DES ACTIVITÉS GOURMANDES EN CASH

"Si on évalue les bilans (des structures des banques d'investissement en Europe, NDLR) à la valeur de marché, ils sont négatifs", souligne un banquier basé à Londres.

"Il y a peut-être des activités intéressantes, de bonnes équipes mais nous ne voudrions que les équipes (...) donc plutôt que de racheter des structures, autant aller recruter les banquiers qui y travaillent", ajoute-t-il.

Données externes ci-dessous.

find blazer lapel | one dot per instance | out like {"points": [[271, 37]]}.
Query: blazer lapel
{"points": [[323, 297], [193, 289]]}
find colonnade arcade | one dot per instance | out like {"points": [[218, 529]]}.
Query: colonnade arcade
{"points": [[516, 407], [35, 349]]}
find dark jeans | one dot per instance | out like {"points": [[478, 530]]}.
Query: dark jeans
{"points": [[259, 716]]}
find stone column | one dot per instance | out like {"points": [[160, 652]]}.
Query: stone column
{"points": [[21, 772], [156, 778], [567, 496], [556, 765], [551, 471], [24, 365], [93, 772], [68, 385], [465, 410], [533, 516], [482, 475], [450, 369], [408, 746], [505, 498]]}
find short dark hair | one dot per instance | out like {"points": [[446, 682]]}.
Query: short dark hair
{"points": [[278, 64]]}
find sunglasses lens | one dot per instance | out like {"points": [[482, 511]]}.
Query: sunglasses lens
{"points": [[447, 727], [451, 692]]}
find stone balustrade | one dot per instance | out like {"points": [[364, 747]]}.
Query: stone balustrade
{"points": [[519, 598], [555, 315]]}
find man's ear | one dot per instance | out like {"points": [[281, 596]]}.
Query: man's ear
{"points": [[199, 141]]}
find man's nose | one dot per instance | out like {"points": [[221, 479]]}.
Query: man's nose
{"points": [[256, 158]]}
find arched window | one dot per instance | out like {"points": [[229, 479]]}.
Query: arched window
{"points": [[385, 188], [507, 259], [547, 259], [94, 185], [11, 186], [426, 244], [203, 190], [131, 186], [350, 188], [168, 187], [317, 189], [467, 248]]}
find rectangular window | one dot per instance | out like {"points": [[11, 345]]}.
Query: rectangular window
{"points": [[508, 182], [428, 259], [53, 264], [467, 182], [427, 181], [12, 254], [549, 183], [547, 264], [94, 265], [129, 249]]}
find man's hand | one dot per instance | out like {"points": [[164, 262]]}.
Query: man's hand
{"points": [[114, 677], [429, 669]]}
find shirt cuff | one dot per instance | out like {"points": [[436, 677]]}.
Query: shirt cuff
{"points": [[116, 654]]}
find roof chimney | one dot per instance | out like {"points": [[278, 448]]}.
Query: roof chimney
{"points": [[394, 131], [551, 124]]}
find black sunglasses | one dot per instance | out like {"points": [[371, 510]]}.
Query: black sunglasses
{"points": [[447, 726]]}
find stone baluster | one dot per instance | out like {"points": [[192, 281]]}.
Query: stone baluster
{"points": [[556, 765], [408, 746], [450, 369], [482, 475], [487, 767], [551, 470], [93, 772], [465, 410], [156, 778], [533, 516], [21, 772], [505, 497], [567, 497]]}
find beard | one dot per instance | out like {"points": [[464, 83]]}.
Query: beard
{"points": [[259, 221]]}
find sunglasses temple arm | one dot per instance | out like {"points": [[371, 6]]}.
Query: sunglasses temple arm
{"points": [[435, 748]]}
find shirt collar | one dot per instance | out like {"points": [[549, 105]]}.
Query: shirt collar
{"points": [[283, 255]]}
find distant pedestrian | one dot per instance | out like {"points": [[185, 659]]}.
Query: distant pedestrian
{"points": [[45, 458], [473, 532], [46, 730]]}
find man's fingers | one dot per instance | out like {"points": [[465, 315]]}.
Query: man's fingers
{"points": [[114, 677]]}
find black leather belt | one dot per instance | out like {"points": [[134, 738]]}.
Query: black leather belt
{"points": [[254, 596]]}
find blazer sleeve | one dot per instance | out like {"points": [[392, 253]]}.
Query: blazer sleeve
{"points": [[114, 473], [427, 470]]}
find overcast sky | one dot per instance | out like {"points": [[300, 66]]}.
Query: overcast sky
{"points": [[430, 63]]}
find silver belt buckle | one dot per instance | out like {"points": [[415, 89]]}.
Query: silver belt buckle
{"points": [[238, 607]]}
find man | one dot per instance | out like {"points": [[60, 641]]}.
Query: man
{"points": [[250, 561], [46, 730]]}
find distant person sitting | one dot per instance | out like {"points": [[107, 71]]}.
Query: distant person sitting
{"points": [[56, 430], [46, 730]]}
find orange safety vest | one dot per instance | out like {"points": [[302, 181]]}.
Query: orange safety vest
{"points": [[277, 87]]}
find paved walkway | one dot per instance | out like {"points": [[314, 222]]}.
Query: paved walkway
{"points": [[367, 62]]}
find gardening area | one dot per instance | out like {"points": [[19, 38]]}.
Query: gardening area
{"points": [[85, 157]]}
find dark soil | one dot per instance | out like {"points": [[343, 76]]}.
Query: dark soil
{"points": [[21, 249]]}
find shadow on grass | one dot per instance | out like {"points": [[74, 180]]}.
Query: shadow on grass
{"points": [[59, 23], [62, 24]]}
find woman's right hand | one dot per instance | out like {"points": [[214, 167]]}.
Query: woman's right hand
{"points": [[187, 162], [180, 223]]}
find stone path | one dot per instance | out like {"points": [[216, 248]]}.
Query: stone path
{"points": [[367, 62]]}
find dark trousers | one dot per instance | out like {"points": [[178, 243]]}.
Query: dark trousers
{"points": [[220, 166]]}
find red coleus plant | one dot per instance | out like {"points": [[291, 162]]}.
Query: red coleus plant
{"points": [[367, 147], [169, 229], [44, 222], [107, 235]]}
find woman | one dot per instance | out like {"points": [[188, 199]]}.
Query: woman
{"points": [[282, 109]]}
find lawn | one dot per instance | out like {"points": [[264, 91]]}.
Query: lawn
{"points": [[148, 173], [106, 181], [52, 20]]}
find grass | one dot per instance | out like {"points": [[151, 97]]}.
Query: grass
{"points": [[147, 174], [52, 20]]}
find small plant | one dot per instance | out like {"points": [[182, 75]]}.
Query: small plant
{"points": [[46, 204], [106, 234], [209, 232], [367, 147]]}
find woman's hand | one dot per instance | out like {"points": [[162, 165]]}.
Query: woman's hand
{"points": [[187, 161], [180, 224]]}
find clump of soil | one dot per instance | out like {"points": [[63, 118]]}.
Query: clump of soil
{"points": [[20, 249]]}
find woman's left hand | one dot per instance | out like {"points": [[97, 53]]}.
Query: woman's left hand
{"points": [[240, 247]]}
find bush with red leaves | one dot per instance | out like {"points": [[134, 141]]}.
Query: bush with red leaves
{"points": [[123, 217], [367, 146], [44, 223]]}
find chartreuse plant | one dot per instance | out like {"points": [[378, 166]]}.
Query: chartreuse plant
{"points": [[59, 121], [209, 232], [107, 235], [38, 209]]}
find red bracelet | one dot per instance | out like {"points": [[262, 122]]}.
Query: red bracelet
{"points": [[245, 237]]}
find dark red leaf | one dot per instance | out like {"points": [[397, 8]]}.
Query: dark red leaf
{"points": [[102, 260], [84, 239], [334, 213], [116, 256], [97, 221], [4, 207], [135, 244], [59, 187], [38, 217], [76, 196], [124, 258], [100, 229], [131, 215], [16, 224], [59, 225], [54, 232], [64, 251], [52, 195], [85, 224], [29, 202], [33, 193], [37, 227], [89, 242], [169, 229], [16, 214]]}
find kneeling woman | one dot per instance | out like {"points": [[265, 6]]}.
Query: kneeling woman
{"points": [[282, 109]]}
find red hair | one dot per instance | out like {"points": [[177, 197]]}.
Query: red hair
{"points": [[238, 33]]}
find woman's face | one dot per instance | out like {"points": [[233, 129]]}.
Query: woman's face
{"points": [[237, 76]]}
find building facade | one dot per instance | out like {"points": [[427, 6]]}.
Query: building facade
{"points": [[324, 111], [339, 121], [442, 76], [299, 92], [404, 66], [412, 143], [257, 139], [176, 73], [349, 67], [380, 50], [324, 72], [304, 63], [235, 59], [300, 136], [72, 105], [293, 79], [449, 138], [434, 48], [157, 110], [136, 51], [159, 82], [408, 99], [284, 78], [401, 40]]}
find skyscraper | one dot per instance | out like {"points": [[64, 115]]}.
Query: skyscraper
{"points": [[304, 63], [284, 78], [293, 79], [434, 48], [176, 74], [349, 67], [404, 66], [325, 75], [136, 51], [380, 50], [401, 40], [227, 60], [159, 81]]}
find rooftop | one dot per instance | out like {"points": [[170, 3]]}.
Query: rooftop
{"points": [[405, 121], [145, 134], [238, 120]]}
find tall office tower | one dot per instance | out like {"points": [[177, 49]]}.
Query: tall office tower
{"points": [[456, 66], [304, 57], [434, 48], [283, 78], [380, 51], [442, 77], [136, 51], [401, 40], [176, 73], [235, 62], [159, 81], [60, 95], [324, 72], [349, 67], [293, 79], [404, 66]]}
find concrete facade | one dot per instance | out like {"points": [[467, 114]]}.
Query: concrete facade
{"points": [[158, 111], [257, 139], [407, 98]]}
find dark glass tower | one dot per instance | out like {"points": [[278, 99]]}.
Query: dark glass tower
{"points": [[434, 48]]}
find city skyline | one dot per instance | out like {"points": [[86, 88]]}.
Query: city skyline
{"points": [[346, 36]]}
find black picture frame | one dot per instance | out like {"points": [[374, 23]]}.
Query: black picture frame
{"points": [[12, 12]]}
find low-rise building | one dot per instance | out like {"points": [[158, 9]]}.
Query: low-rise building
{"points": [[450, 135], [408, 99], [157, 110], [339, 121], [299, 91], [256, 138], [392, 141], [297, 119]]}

Selon lui, les cellules de banque d'investissement de Commerzbank, Société générale ou CASA consomment beaucoup de ressources sans nécessairement délivrer les performances attendues. Elles devraient donc continuer à vivre sous la perfusion de leurs maisons mères.

CASA, qui a longtemps dominé le créneau du financement long dans les transports et l'énergie notamment, a décroché l'an dernier de la quatrième à la septième place, selon des données Thomson Reuters.

Les revenus de ses activités de marché ont totalisé 322 millions d'euros au quatrième trimestre, contre 1,28 milliard en moyenne chez ses concurrentes, signale Mediobanca. Les revenus de ces mêmes activités ont atteint 644 millions d'euros au cours la même période chez Société générale, par exemple, et 771 millions d'euros chez Credit Suisse.

Depuis le début de la crise financière, les banques désireuses de couper dans leurs activités de marché ont d'abord ciblé les actions, les dérivés et le conseil en fusions-acquisitions en vue de conserver une présence sur le marché des changes et les obligations, ces savoir-faire étant particulièrement recherchés chez les institutionnels.

CAP AU NORD ?

Dans un contexte où la régulation devient de plus en plus onéreuse pour les établissements de crédit, les banques de second rang pourraient devoir se concentrer à l'avenir sur les services à rendre à leurs plus gros clients, tout en acceptant de devenir de plus petits acteurs au niveau mondial ou européen.

Même si leur modèle spécifique serait difficile à transposer en Europe, certaines banques scandinaves ont montré qu'il était possible de demeurer rentable, notamment dans les activité de banque d'investissement, grâce à une solide expertise régionale.

"Nous ne sommes pas un acteur global. Mais lorsque je discute avec les grands du secteur, on me répond que nous sommes les compétiteurs les plus difficiles", a déclaré à Reuters Christian Clausen, directeur général de Nordea.

La rentabilité des capitaux propres de Nordea s'est élevée à 11,6% en 2012 et celle de sa concurrente Swedbank à 14,4%. Elle s'est établie chez SocGen à 1,1%.

CASA n'a pas souhaité communiquer ce ratio aux investisseurs. Selon des données Thomson Reuters, il est ressorti à -6% l'an dernier.